Foi uma promessa realizada por um rei, que nos deixou uma obra monumental a pontuar, brilhante, na paisagem portuguesa


O Palácio Nacional de Mafra é uma obra grandiosa, visível de muito longe na paisagem. É, sem dúvida, um dos monumentos mais imponentes de Portugal, uma obra-prima do barroco com as suas 666 divisões.

O edifício nasceu como cumprimento de uma promessa do rei D. João V, que seria realizada se a sua rainha, D. Maria Ana de Áustria, lhe desse descendência.
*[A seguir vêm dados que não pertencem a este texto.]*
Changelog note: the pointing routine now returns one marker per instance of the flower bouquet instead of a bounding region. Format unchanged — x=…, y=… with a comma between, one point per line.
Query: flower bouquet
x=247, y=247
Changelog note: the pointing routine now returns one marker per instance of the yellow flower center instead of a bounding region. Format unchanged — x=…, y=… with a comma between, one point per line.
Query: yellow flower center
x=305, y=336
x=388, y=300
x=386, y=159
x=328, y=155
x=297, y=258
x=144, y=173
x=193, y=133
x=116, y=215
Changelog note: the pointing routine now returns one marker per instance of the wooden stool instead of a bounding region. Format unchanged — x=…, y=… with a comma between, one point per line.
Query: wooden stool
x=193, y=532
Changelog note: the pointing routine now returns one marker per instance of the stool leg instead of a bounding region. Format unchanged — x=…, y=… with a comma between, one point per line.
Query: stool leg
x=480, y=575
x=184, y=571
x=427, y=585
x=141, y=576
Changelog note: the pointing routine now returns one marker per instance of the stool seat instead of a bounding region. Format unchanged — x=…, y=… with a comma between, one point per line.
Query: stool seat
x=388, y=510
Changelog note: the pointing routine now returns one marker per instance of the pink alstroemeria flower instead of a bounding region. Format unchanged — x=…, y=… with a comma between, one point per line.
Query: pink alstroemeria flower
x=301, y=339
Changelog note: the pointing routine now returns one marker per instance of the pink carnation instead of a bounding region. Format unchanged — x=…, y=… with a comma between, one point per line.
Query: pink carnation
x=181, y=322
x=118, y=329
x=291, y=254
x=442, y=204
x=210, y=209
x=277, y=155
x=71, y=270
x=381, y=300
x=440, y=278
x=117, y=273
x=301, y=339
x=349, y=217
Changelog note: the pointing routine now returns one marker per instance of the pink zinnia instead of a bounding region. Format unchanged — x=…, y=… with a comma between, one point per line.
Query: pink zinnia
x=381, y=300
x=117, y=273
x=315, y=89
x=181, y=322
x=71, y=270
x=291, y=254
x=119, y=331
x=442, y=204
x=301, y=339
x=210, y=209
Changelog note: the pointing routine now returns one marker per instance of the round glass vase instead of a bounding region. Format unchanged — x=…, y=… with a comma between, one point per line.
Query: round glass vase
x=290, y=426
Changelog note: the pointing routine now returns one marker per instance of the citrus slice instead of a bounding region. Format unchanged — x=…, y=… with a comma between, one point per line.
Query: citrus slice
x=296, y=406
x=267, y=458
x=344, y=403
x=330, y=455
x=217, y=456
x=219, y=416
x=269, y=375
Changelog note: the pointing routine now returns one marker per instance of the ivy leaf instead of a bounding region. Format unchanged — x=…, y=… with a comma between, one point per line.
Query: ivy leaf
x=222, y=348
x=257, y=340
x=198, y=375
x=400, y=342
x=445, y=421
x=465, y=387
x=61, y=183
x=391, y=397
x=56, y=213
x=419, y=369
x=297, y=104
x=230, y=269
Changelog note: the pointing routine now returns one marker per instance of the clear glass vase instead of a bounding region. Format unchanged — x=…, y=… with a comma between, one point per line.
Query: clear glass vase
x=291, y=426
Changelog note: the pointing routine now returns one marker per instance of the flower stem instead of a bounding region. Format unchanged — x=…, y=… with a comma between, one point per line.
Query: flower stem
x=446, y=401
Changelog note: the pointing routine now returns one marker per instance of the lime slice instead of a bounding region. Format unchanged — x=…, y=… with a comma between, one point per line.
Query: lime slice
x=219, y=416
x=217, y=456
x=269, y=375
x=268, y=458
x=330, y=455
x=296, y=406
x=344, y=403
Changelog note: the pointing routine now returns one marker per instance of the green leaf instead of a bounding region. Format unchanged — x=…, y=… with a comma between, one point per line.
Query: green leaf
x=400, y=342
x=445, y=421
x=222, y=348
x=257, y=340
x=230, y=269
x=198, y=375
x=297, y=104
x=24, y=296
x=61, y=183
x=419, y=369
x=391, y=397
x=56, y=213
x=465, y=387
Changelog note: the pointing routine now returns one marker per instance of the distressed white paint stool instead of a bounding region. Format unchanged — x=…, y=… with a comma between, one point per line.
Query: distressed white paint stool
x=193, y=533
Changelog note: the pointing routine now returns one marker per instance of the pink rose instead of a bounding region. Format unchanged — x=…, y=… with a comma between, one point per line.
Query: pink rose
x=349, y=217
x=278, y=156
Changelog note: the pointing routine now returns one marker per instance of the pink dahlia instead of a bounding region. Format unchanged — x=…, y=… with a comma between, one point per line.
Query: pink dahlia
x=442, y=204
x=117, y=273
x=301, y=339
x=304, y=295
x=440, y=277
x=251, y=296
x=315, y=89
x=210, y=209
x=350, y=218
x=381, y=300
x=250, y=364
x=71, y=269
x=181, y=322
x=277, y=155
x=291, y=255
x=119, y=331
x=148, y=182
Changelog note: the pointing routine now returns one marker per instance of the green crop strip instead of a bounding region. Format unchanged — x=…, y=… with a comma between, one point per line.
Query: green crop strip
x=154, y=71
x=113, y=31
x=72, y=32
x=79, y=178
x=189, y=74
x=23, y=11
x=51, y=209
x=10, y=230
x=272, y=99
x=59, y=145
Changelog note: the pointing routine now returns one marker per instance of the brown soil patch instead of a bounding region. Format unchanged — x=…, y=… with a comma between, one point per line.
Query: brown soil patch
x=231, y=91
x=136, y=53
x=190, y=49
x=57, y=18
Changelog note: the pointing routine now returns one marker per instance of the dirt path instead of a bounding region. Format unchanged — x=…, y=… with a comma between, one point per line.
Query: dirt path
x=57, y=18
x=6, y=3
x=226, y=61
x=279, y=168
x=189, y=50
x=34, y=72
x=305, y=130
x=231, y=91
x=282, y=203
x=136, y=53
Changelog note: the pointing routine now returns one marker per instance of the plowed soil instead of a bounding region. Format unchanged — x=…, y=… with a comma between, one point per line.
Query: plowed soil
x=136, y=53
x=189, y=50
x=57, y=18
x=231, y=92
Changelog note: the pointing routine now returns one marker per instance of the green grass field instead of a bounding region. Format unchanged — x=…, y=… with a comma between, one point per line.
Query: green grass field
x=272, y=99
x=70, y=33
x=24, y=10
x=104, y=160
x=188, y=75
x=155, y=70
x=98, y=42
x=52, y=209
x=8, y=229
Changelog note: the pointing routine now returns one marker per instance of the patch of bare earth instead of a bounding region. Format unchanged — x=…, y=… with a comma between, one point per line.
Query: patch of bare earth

Com o nascimento de D. Maria Bárbara foi determinada a sua construção. 


E foi assim que, em 1711, o monarca decretou que se erguesse, na vila de Mafra, um convento a Nossa Senhora e a Santo António destinado à ordem dos frades Arrábidos. Sob a batuta do arquitecto João Frederico Ludovice, o edifício começou a ser erguido em 1717. 


A obra teve inúmeras alterações durante a sua construção. De tal forma que, 13 anos depois, em vez do convento previsto, para pouco mais de uma dúzia de frades, erguia-se no local um palácio mosteiro gigantesco. Teve tanta gente a trabalhar nele e envolveu tantos os recursos, que teria sido difícil encontrar, em mais algum lado do reino, um carpinteiro ou mesmo um balde de cal. 


O edifício mistura características nacionais, alemãs e do barroco italiano. Ocupa uma área equivalente a quatro campos de futebol e apresenta uma fachada de 200 metros de comprimento. É envolvido parcialmente pela Tapada Real, espaço natural que alberga várias espécies de mamíferos, como gamos, veados e javalis e raposas, e pelo Jardim do Cerco.


O Palácio Real, visitado com frequência pelos monarcas para temporadas de caça, compreendia toda a fachada principal do monumento, à excepção da Basílica. Abrangia os dois torreões e ainda, ao nível do 3º piso, as frentes norte e sul e parte da nascente.


O 3º piso funcionava como andar nobre, ficando os aposentos reais, propriamente ditos, nos dois torreões. O do norte era tradicionalmente destinado aos reis e o do sul às rainhas. Esta organização manteve-se até à morte de D. Fernando de Saxe-Coburgo, marido da rainha D. Maria II, quando toda a família real passou a habitar apenas o torreão e a ala sul, ficando o outro reservado aos hóspedes importantes que visitavam Mafra. Os restantes andares do palácio eram ocupados pelo pessoal da Casa Real, bem como pelas cozinhas, mantearias, ucharias, etc.


A comunicação com os aposentos reais


No andar nobre, a comunicação com os aposentos reais fazia-se através da imensa galeria principal, que se estende por toda a maior fachada do edifício. Também se podia usar as galerias das frentes norte e sul, uma sucessão interminável de salas e quartos destinados ao serviço do paço.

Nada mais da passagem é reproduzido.